Battle Lines Being Drawn
February 10, 2009, 11:38 am
Filed under: Ian | Tags: , , ,

When I write about cases where the Supreme Court says that medical device manufacturers are immune to accountability when their defective devices injure or kill someone, or that employer-provided health plans can illegally refuse to pay for lifesaving treatments and get away with it, I tend to describe the issue in two words: “corporate accountability.”  Corporations, like children, need to be taught that there are consequences for their actions, or they will grow up to be delinquents.

But, of course, it is a bit of an oversimplification to say that Court decisions which place corporate profits over the health of ordinary Americans occur because most of the justices don’t believe in corporate accountability.  The rule of law is the law of rules, as they say.  Judges can’t simply make crap up when they decide cases, they have to root even the most ideological decision in established doctrines.  For this reason, corporate interests are increasing relying on a doctrine called “preemption” to shield themselves against having to comply with the law.

To begin with the basics, the United States is governed not only by the federal government, but by fifty state governments which regulate affairs within each state’s borders.  Because the Constitution declares that Acts of Congress are the “supreme Law of the Land,” however, the federal government has the power to “preempt” state laws which conflict with its objectives. State laws which are preempted by Congress essentially cease functioning.

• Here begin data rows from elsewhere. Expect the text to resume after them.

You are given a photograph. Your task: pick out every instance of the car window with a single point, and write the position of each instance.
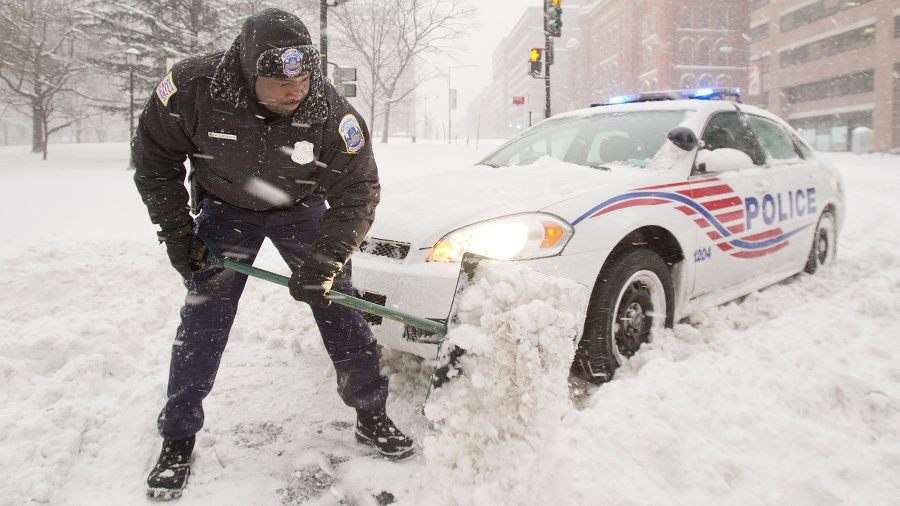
(728, 129)
(631, 138)
(555, 144)
(801, 146)
(774, 140)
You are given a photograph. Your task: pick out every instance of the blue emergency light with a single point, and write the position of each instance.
(656, 96)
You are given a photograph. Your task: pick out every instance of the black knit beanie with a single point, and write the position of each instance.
(275, 43)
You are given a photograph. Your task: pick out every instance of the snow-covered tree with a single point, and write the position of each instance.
(39, 65)
(389, 38)
(162, 30)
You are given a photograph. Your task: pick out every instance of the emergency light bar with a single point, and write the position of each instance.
(656, 96)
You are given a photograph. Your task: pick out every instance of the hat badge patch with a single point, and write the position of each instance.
(291, 62)
(352, 134)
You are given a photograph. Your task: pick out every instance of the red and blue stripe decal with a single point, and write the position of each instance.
(713, 205)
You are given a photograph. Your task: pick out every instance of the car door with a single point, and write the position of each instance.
(791, 205)
(726, 202)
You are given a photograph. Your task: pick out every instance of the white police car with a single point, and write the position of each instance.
(662, 203)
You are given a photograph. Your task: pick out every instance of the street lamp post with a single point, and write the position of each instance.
(323, 31)
(450, 101)
(131, 56)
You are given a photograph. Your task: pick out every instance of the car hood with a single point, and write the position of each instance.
(422, 210)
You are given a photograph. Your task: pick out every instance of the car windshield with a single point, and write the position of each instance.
(599, 140)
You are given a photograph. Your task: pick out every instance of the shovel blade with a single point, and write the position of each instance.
(447, 366)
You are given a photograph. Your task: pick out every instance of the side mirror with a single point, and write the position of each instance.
(683, 137)
(722, 159)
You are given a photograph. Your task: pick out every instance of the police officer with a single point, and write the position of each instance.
(269, 142)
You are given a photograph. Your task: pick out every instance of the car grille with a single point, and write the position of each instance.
(385, 248)
(374, 298)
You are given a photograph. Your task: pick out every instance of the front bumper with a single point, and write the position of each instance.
(427, 289)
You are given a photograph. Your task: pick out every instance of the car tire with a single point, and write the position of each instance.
(633, 296)
(824, 247)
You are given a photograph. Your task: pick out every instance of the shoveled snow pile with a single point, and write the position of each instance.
(497, 421)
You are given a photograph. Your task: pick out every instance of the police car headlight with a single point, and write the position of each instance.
(514, 237)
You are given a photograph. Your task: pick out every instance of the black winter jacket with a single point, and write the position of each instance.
(248, 158)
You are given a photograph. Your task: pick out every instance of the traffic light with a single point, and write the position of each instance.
(343, 81)
(553, 18)
(536, 57)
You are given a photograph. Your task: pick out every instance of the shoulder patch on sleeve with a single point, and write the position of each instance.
(166, 89)
(352, 134)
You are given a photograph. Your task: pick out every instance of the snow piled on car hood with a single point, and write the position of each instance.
(422, 210)
(498, 420)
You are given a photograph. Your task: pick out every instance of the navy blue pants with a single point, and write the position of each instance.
(212, 301)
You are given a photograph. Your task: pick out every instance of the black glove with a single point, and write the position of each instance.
(187, 253)
(312, 281)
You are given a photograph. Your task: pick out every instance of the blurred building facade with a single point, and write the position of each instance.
(614, 47)
(633, 46)
(830, 67)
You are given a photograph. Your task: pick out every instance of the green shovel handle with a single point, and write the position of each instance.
(215, 259)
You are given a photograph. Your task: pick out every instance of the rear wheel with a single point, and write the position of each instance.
(824, 246)
(632, 297)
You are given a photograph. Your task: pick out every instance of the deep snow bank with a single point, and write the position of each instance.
(497, 423)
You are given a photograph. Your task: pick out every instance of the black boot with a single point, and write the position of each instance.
(376, 429)
(169, 476)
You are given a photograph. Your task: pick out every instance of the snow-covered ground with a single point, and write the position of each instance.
(788, 397)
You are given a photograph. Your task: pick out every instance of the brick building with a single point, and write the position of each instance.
(831, 66)
(614, 47)
(632, 46)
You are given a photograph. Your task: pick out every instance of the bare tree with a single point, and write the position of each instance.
(391, 37)
(163, 29)
(39, 61)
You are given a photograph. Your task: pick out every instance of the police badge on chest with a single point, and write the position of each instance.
(303, 153)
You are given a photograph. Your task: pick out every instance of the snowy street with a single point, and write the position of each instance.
(790, 396)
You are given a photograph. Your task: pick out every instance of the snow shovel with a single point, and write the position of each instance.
(447, 360)
(215, 259)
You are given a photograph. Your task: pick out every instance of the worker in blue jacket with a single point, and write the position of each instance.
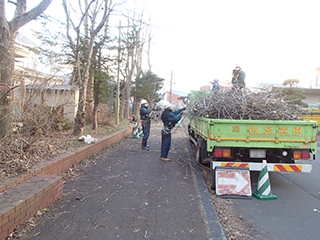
(238, 76)
(146, 123)
(169, 119)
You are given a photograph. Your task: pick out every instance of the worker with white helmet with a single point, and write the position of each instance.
(146, 123)
(169, 119)
(238, 77)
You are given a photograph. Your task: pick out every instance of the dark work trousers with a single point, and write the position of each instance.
(165, 143)
(146, 130)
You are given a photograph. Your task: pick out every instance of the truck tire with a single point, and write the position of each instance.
(202, 154)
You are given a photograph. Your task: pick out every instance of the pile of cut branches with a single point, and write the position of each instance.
(262, 105)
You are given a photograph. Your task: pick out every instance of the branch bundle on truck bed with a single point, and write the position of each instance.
(261, 105)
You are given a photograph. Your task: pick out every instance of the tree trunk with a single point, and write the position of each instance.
(6, 79)
(95, 116)
(122, 99)
(89, 99)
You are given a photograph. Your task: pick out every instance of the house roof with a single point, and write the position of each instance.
(56, 87)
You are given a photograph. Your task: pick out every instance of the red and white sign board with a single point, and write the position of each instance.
(233, 182)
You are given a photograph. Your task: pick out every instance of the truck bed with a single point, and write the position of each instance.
(256, 133)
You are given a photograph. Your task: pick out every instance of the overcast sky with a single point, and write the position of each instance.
(202, 40)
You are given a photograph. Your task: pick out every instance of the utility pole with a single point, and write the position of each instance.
(118, 74)
(171, 86)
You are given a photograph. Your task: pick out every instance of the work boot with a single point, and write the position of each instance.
(144, 145)
(165, 159)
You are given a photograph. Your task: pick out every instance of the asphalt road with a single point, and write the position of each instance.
(296, 212)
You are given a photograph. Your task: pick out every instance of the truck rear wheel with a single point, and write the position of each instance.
(202, 154)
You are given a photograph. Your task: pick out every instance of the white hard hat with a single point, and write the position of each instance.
(163, 104)
(143, 101)
(166, 104)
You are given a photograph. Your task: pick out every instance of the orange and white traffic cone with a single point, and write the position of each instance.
(264, 189)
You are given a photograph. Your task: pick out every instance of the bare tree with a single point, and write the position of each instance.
(94, 7)
(8, 31)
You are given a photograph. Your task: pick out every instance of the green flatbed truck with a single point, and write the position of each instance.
(245, 143)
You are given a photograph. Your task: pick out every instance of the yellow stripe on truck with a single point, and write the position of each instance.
(287, 168)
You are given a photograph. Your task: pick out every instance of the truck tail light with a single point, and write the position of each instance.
(220, 152)
(301, 155)
(297, 155)
(226, 153)
(305, 155)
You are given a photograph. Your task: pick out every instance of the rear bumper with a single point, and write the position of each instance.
(272, 167)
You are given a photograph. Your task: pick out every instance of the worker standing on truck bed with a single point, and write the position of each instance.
(169, 119)
(238, 77)
(146, 123)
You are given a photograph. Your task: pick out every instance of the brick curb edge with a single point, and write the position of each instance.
(18, 208)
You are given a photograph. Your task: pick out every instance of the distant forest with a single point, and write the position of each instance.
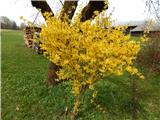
(6, 23)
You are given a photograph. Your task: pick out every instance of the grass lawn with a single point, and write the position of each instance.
(26, 97)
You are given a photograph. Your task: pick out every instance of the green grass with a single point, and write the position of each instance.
(26, 97)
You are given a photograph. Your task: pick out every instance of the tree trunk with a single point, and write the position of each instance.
(52, 76)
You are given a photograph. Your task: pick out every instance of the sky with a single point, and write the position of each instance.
(123, 10)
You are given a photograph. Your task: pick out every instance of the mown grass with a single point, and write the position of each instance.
(26, 97)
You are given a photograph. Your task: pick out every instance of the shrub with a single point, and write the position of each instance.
(88, 52)
(149, 55)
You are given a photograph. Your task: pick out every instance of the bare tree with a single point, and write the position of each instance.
(153, 7)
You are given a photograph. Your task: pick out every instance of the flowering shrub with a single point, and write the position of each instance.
(88, 52)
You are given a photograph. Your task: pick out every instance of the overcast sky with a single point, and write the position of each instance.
(125, 10)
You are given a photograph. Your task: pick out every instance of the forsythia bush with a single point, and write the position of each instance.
(87, 52)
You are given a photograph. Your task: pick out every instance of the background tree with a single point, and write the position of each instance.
(153, 7)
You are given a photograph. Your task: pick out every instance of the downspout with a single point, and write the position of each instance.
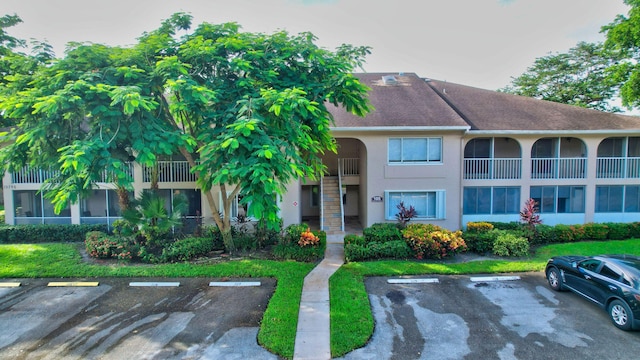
(340, 194)
(321, 202)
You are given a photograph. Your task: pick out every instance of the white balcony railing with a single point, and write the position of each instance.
(349, 166)
(618, 168)
(170, 171)
(558, 168)
(28, 175)
(486, 169)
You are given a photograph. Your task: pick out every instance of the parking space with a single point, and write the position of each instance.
(118, 319)
(453, 317)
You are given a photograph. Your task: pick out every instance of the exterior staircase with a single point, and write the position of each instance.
(331, 206)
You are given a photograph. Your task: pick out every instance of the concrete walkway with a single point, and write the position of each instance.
(313, 333)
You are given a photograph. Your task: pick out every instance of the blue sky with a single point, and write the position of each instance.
(482, 43)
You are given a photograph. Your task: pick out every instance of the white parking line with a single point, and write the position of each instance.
(10, 284)
(412, 281)
(154, 284)
(494, 278)
(234, 283)
(73, 283)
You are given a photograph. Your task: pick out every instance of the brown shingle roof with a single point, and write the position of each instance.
(409, 102)
(418, 102)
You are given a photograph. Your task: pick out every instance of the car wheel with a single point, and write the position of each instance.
(620, 314)
(553, 277)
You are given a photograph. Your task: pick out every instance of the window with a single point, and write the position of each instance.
(31, 207)
(478, 149)
(428, 204)
(617, 198)
(491, 200)
(610, 272)
(632, 198)
(415, 150)
(559, 199)
(315, 195)
(590, 265)
(609, 198)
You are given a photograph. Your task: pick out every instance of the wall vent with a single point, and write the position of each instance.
(389, 80)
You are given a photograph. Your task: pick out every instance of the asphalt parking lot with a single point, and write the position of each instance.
(446, 317)
(457, 318)
(116, 320)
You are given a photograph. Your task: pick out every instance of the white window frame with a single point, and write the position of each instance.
(402, 161)
(492, 199)
(234, 208)
(390, 210)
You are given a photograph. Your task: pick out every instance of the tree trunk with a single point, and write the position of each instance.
(123, 198)
(223, 223)
(227, 239)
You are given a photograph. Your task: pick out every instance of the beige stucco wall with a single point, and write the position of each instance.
(377, 176)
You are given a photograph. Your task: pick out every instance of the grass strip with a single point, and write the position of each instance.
(277, 329)
(352, 322)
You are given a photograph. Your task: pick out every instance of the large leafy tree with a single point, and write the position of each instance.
(623, 36)
(582, 77)
(12, 61)
(247, 110)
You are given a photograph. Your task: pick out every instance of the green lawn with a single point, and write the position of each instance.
(278, 326)
(351, 318)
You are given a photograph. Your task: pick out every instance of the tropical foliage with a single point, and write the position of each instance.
(247, 111)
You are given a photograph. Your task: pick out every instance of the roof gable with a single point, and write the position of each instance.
(411, 101)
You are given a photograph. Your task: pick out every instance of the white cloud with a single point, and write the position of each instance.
(480, 43)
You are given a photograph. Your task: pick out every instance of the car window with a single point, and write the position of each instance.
(610, 272)
(590, 264)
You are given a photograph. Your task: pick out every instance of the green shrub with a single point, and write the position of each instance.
(382, 232)
(431, 241)
(292, 233)
(102, 246)
(618, 231)
(512, 225)
(479, 227)
(397, 249)
(214, 233)
(481, 242)
(508, 244)
(634, 230)
(354, 239)
(544, 234)
(265, 236)
(291, 250)
(595, 231)
(187, 249)
(32, 234)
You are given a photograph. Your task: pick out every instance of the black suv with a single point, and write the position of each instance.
(611, 281)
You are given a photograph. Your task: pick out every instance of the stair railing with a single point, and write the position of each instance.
(321, 202)
(341, 196)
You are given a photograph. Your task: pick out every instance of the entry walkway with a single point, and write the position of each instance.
(313, 334)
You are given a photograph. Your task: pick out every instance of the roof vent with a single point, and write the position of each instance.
(389, 80)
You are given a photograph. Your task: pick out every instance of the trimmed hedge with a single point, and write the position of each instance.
(509, 244)
(382, 232)
(397, 249)
(33, 234)
(289, 247)
(187, 249)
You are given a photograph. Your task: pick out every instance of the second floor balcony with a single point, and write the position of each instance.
(618, 168)
(487, 169)
(558, 168)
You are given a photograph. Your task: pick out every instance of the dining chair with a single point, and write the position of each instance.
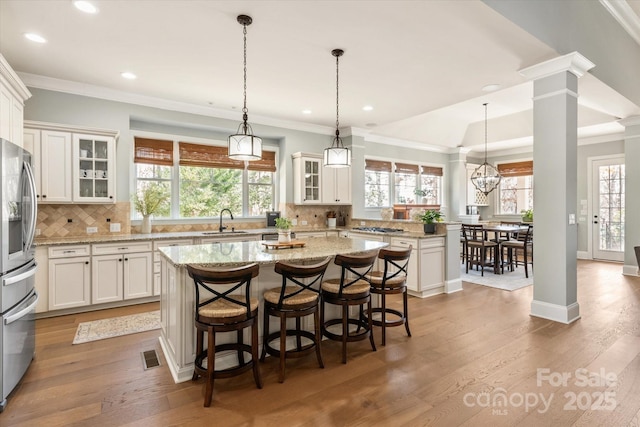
(480, 251)
(522, 243)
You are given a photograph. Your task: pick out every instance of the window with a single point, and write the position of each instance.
(516, 187)
(406, 179)
(205, 180)
(377, 176)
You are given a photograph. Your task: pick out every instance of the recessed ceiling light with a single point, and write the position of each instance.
(35, 37)
(128, 75)
(491, 88)
(85, 6)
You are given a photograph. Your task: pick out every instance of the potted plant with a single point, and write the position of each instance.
(149, 200)
(284, 229)
(429, 218)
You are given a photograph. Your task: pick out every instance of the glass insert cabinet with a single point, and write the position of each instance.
(94, 174)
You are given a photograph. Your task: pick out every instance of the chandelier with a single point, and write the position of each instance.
(337, 156)
(486, 177)
(244, 145)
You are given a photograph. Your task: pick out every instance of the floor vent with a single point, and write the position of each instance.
(150, 359)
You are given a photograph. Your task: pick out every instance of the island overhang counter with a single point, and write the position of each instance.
(177, 336)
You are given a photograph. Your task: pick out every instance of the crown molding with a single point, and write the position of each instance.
(573, 62)
(12, 78)
(100, 92)
(625, 16)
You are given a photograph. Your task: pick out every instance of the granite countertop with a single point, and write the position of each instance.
(237, 253)
(107, 238)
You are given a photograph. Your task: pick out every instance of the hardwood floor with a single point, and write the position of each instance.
(468, 350)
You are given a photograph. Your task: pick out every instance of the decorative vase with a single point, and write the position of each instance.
(145, 228)
(284, 236)
(429, 228)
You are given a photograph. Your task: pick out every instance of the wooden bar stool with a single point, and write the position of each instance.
(392, 280)
(351, 289)
(223, 304)
(299, 296)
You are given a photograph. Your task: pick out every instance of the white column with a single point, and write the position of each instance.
(458, 184)
(631, 187)
(555, 140)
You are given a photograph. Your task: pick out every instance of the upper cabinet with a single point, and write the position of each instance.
(13, 93)
(314, 184)
(72, 164)
(307, 175)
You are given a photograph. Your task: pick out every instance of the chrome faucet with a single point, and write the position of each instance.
(221, 212)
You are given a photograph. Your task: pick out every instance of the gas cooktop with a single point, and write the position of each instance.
(379, 229)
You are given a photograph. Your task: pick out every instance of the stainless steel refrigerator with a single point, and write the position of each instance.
(18, 296)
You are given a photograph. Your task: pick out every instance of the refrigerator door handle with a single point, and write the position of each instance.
(19, 277)
(31, 232)
(17, 316)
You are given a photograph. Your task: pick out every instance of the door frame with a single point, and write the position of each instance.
(590, 199)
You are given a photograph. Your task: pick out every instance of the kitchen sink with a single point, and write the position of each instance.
(218, 233)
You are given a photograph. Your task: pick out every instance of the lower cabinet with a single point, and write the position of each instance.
(69, 276)
(121, 271)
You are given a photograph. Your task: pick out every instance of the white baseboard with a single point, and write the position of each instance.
(630, 270)
(584, 255)
(555, 312)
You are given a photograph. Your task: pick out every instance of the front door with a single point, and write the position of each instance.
(608, 209)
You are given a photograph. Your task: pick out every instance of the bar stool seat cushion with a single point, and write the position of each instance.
(304, 297)
(222, 308)
(333, 286)
(376, 278)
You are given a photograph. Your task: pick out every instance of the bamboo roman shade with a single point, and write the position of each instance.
(207, 156)
(516, 169)
(266, 164)
(407, 168)
(153, 151)
(431, 170)
(377, 165)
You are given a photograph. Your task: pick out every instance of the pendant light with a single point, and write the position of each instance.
(486, 177)
(337, 156)
(244, 145)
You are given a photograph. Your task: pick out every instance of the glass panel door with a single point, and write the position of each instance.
(608, 212)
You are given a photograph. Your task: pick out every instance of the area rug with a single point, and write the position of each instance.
(509, 281)
(117, 326)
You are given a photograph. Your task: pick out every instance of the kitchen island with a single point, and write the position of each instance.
(177, 336)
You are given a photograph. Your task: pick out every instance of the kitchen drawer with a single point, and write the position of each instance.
(121, 248)
(436, 242)
(69, 251)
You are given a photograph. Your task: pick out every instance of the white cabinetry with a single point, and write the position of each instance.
(69, 276)
(156, 258)
(121, 271)
(336, 186)
(13, 93)
(72, 164)
(307, 176)
(314, 184)
(51, 164)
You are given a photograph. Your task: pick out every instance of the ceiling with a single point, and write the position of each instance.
(421, 65)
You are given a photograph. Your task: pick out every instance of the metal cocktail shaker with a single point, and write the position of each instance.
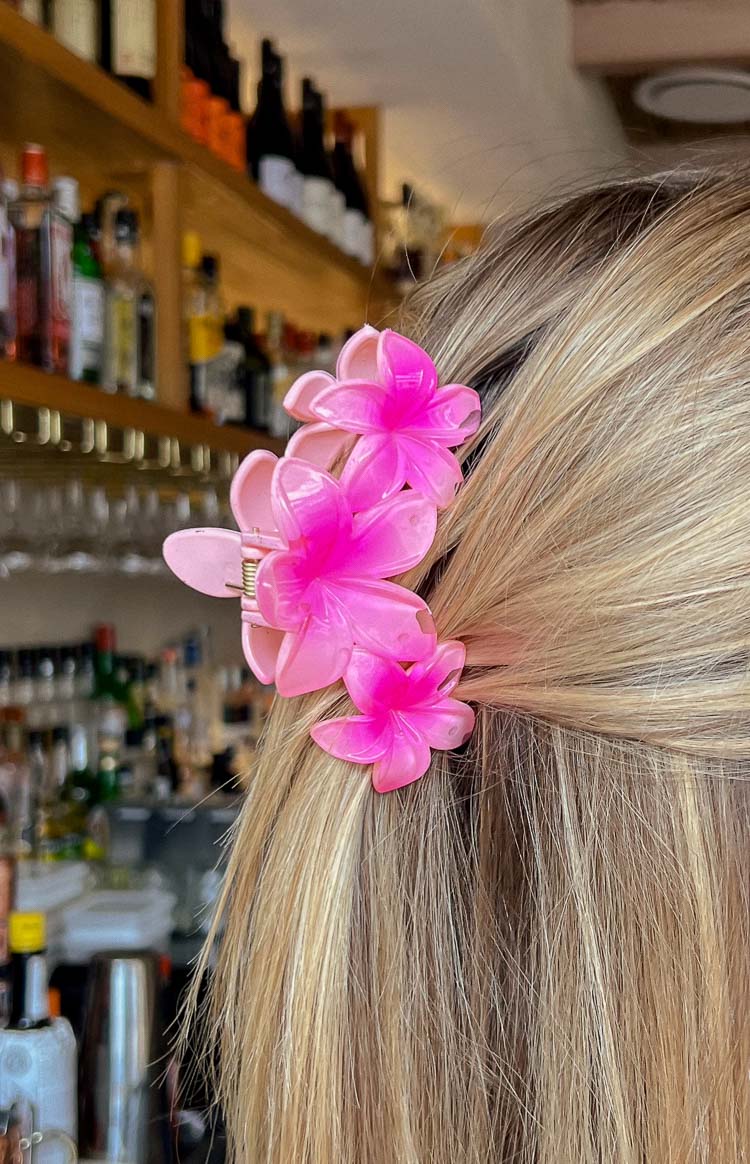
(122, 1112)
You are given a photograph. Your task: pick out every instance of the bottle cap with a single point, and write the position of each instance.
(192, 249)
(34, 165)
(27, 932)
(68, 198)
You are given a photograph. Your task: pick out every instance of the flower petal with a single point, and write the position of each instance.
(358, 359)
(207, 560)
(438, 676)
(310, 505)
(386, 618)
(318, 444)
(407, 371)
(281, 586)
(250, 492)
(261, 646)
(355, 406)
(431, 470)
(445, 725)
(375, 469)
(393, 537)
(453, 416)
(407, 760)
(303, 392)
(376, 685)
(360, 739)
(316, 655)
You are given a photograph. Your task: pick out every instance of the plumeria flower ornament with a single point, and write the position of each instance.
(315, 556)
(386, 392)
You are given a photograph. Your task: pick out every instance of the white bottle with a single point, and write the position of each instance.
(37, 1054)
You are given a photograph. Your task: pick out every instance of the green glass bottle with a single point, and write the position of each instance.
(86, 333)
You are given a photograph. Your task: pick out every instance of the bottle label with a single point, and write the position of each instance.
(317, 204)
(122, 339)
(353, 227)
(5, 261)
(277, 178)
(134, 38)
(75, 26)
(86, 336)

In addition to this distinction between federal and state law, and equally important distinction is the one between regulations which prevent a company from harming people in the first place, and other laws which sanction the company after its actions actually cause harm.  Let’s say a drug company makes a drug that is supposed to prevent heart attacks, but which actually causes fatal liver failure in many of the people who take it.  The law is supposed to offer two shields that protect patients from this very dangerous drug.  First, the FDA is supposed to test the drug before it reaches the market—and, in a perfect world, the FDA will discover its poisonous side-effect and keep the drug from ever being sold in the first place.

We don’t live in a perfect world, however, so the law is supposed to provide another shield protecting patients: state tort law.  If the FDA is asleep at the switch.  Or if its tests just don’t discover the drug’s dangerous side-effect until it is too late, then people who are injured by the drug (or their families) can sue to drug company and be compensated for the injury they suffered.  Because the drug company gets hit where it hurts—in its bottom line—they have a strong incentive to pull the drug off the market immediately.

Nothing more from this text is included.